An employee of a small town "liberry" chronicles his quest to remain sane while dealing with patrons who could star in a short-lived David Lynch television series.

Monday, April 02, 2007

Been Locked Out

Having now owned it for 12 weeks or so, I find I still really love my Mp3 player, the Creative Zen Vision-M which I have dubbed Juice's Vision. It has, however, required something of an adjustment to my life that has not been without problems.

I take my Vision practically everywhere I go—cause you never know when you're really going to need to listen to an episode of This American Life—so I almost always listen to it during my 15 minute comute. Remembering to take it in the house with me when I return home, though, is a newly added step to the usual steps I have to take in parking my car. It's actually even more complicated than that.

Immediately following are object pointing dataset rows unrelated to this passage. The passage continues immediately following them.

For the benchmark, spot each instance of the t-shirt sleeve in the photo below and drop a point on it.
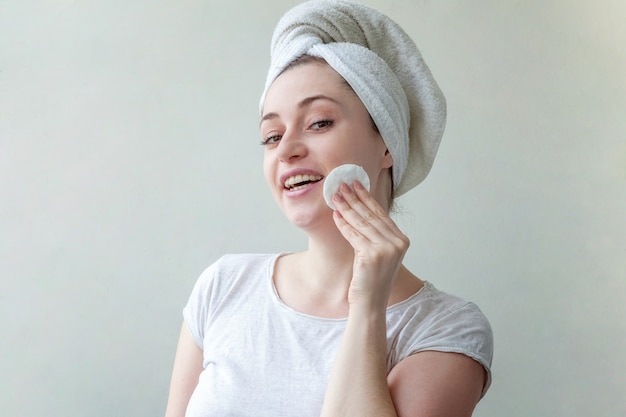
(460, 329)
(196, 312)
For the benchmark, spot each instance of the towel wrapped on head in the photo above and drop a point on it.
(384, 68)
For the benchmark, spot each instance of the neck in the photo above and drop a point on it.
(327, 264)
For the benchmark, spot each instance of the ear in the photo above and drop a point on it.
(387, 161)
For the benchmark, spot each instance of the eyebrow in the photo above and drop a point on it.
(303, 103)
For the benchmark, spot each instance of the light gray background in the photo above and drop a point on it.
(129, 162)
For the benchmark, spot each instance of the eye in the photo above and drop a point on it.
(321, 124)
(271, 140)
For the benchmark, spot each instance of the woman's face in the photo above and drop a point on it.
(313, 122)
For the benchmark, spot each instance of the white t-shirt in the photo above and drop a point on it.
(262, 358)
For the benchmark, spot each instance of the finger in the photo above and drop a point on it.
(363, 211)
(351, 223)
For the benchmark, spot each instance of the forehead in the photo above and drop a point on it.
(304, 80)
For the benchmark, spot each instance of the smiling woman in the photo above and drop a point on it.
(342, 328)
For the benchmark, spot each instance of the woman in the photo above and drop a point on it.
(343, 328)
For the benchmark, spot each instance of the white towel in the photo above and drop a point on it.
(382, 65)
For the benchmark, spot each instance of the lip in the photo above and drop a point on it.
(297, 171)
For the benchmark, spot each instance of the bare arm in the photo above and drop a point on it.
(187, 369)
(427, 384)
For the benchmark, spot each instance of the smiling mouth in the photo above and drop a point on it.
(298, 182)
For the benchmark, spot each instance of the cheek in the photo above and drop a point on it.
(268, 171)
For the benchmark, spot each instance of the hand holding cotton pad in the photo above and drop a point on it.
(343, 174)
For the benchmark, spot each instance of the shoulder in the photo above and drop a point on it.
(237, 264)
(433, 320)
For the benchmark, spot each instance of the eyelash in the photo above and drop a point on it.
(275, 138)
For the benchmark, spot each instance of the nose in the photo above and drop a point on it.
(291, 147)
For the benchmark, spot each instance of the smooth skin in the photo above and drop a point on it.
(313, 122)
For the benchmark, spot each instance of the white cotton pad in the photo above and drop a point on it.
(343, 174)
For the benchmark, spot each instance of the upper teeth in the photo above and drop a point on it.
(296, 179)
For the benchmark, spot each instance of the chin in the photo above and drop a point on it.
(309, 219)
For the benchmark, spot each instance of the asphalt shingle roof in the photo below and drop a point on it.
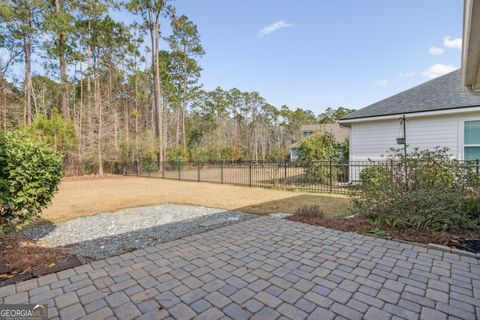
(445, 92)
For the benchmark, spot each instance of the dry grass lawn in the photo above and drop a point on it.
(85, 197)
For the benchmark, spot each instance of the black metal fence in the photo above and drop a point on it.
(320, 176)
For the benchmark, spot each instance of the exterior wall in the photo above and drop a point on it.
(370, 140)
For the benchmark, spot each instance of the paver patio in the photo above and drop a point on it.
(264, 269)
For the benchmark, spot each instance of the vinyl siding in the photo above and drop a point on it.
(370, 140)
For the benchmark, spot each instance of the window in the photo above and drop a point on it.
(472, 140)
(307, 133)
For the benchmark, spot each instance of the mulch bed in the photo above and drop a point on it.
(463, 240)
(22, 259)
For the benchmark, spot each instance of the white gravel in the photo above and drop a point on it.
(113, 233)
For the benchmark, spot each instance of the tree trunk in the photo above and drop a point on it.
(98, 106)
(63, 73)
(27, 112)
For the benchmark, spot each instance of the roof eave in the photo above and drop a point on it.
(426, 113)
(471, 47)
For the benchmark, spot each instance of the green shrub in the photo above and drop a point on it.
(310, 211)
(315, 153)
(426, 189)
(29, 176)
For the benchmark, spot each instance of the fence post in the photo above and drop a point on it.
(221, 172)
(250, 174)
(198, 172)
(331, 176)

By now in my driving career, the steps of parking my car—putting it in park, turning it off, taking the keys out of the ignition, remembering to lock the doors, etc.—are so ingrained that I don't have to think about them to perform them. Adding the Vision into the mix, though, adds quite a few more steps than simply remembering to take it into the house. I have to first bookmark the Podcast I was listening to (making sure to bookmark it over it's previous bookmarked position and not start a new position to clog up my list of other bookmarks), then turn the player off, disconnect it from its audio cable and cram it in a pocket, then make sure I've done all the other steps for parking before heading into the house. These additional steps sometimes prove too much for my feeble brain, which only seems interested in counting how many steps I've done, not whether or not they were the correct steps. As a result, I've occasionally found myself forgetting to put my car in park first before attempting to turn it off, or forgetting my keys in the ignition, or forgetting to turn the car off at all. Granted, I've gotten better about that over the weeks of Vision ownership, but it still plays havoc once in a while, particularly if I add even more steps to the process.

Take Friday.

Before work I popped down to the courthouse to renew my license plate. No problem there. On the way home, after work, I talked to my wife via cell phone. She said she had about an hour's more work. I figured I'd go home, start dinner and have it ready by the time she got there. I pulled into my driveway, put the car in park, took my keys out of the ignition, bookmarked my podcast, disconnected the player from its audio cable, made sure to put both the player and headphones into my shirt pockets, put my cell phone into its pocket, put away my new registration and proof of insurance, gathered up my new license plate sticker, fished out my container of Wet Ones with which to wipe the old sticker before applying the new one, opened the driver's side door being sure to lock it with the Lock-All-Doors thingy, climbed out, closed the door, headed back to the license plate and I was just pulling a Wet One from its container when I realized I'd left my keys in the car. Oh, sure, I'd remembered to take them out of the ignition, but I'd not kept them in my hand because of all the other steps I needed my hands for. They were left lying on the passenger seat.

Because we've not gotten around to hiding a spare key outside again and because we've long since fixed our security oversight that allowed us to break into our own house nearly 2 years back, I was well and truly screwed.

"I locked my damn self out of the car and the house," I said after phoning my wife back. I figured I might as well fess up, as she would find out sooner or later. She laughed at my dumbassity and offered to drop her work and come home early, but I declined. After all, it was a very nice day, the sun was shining, the air was warm, we had only just reinstalled the cushions into the patio furniture, and I had my Vision and headphones at hand. What more could I need to while away an hour than the crisp nasal voice of Ira Glass?

1 comment:

Lisa said...

Ira Glass rules. You may be selling me an MP3 player just with the lure of listening to more This Life. (The extra steps in getting out of the car: not so appealing.) If one of their occassional road tours ever hits your neck of the woods: Go.